California’s private utilities out-conserved its public utilities during the drought

If you had asked me to guess whether public or private utilities did better at water conservation, I would have without hesitation guessed that public utilities did better.

So here’s a fascinating result from Manny Teodoro and Youlang Zhang of Texas A&M, looking at data from the recent California drought:

[O]n average, communities served by private utilities adopted more stringent conservation regulations than those served by public utilities; and so … private utilities were significantly more likely than their public counterparts to meet the state’s conservation standards; and … private utilities on average conserved more water than public utilities. Somewhat counterintuitively, then, private, profit-driven firms were more effective than were local government agencies in achieving the state’s conservation goals.

The working paper, Privatization as Political Decoupling: Water Conservation and the 2014-2017 California Drought, is here. Their argument is that, for a public utility governed by directors facing reelection, rate increases and other conservation constraints on consumers pose political risk.
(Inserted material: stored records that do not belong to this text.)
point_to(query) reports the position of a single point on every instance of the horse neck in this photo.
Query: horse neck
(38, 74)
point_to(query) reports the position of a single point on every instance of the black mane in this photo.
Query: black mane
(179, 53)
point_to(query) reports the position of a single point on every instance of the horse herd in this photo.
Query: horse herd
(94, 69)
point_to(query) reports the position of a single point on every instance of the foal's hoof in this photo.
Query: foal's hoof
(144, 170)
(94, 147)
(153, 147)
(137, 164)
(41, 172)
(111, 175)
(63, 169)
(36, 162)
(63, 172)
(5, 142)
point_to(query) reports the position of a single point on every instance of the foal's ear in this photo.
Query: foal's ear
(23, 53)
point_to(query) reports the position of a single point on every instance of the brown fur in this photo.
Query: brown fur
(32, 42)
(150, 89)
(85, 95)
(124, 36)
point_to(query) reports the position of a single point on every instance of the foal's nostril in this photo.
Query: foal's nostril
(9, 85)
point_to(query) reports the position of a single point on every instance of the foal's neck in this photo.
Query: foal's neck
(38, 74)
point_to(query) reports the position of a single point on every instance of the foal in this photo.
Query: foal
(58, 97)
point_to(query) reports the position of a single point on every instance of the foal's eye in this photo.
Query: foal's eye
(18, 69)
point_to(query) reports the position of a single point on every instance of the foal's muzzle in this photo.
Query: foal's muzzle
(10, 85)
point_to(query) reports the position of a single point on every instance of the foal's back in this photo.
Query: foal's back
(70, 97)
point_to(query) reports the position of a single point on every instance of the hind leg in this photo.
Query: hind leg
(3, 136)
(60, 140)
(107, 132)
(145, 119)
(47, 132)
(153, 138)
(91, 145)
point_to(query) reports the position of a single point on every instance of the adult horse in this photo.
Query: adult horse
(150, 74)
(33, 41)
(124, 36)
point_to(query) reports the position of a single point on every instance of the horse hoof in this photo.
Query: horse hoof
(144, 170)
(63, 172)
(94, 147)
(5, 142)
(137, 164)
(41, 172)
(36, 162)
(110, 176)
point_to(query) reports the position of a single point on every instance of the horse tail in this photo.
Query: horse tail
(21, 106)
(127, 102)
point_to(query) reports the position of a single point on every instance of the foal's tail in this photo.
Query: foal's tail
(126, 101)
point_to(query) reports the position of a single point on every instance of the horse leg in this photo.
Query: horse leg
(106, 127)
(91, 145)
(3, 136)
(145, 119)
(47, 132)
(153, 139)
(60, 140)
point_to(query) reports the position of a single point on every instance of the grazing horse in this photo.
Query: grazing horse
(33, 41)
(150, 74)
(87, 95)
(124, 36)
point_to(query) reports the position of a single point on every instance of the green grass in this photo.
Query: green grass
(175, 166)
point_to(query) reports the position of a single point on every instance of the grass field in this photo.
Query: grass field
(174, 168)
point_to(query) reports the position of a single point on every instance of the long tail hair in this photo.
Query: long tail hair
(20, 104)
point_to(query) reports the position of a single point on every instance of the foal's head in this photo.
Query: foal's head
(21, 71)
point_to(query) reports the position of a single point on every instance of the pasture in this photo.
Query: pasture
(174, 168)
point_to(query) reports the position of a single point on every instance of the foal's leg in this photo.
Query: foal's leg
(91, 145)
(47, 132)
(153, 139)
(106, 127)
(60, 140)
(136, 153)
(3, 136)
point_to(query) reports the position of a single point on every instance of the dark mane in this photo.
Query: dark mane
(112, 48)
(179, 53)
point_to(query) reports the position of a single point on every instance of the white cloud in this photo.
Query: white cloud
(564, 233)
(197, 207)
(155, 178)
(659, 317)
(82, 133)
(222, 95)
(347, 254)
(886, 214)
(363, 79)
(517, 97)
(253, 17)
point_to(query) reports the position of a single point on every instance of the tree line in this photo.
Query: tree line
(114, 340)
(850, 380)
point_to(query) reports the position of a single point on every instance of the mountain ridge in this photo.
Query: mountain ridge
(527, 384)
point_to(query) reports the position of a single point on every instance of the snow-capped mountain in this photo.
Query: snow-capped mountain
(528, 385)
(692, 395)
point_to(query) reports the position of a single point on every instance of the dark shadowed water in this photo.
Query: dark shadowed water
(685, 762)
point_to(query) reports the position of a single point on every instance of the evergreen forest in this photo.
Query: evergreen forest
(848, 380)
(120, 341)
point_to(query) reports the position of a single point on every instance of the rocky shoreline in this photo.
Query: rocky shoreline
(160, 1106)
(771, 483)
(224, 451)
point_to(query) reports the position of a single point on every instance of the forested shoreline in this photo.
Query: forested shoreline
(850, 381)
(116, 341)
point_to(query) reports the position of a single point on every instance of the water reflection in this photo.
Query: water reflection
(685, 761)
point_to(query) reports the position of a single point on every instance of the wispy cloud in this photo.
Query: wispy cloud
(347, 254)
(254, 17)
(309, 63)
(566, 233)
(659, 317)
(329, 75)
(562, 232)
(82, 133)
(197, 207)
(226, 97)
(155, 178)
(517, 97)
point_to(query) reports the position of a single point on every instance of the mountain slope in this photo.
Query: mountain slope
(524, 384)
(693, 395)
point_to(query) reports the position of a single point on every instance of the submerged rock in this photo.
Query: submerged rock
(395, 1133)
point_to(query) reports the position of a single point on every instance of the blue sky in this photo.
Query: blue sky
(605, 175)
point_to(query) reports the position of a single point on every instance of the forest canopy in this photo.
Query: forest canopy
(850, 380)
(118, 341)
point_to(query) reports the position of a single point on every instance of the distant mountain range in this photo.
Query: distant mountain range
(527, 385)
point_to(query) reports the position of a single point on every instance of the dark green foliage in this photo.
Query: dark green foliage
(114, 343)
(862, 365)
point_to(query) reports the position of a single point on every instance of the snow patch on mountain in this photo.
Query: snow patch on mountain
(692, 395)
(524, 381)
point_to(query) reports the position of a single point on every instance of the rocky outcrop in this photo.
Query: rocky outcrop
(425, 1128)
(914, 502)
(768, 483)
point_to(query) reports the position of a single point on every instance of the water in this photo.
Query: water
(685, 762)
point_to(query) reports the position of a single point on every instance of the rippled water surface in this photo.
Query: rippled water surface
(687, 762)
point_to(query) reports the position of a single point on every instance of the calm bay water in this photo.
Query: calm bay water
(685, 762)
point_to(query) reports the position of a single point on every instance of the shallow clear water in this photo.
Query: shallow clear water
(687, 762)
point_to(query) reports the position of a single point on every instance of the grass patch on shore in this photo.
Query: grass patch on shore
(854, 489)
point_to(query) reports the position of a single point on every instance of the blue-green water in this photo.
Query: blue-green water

Private utilities, on the other hand, offload that political risk to a state regulation commission, which governs their rate setting.

We argue that, where policy goals can be achieved through regulation of private firms, private provision of public services allows governments to separate public policies from their political costs. By shifting production or service provision from the public to the private sector, governments can achieve policy goals through regulation, while shifting the accompanying political risks to the private sector, where they are less acutely felt. The result is a political decoupling that allows governments to achieve policy goals while insulating officials from their political costs. One implication is that, where financial decoupling exists, regulated private firms are more likely to comply with environmental regulations than are government agencies, because the latter bear electoral costs that the former do not.

This result makes sense, though it is not at all consistent with my naive expectation. But it is consistent with a similar finding from Megan Mullin and Meghan Rubado, who found that water agencies with directly elected boards of directors in Texas responded more slowly to drought.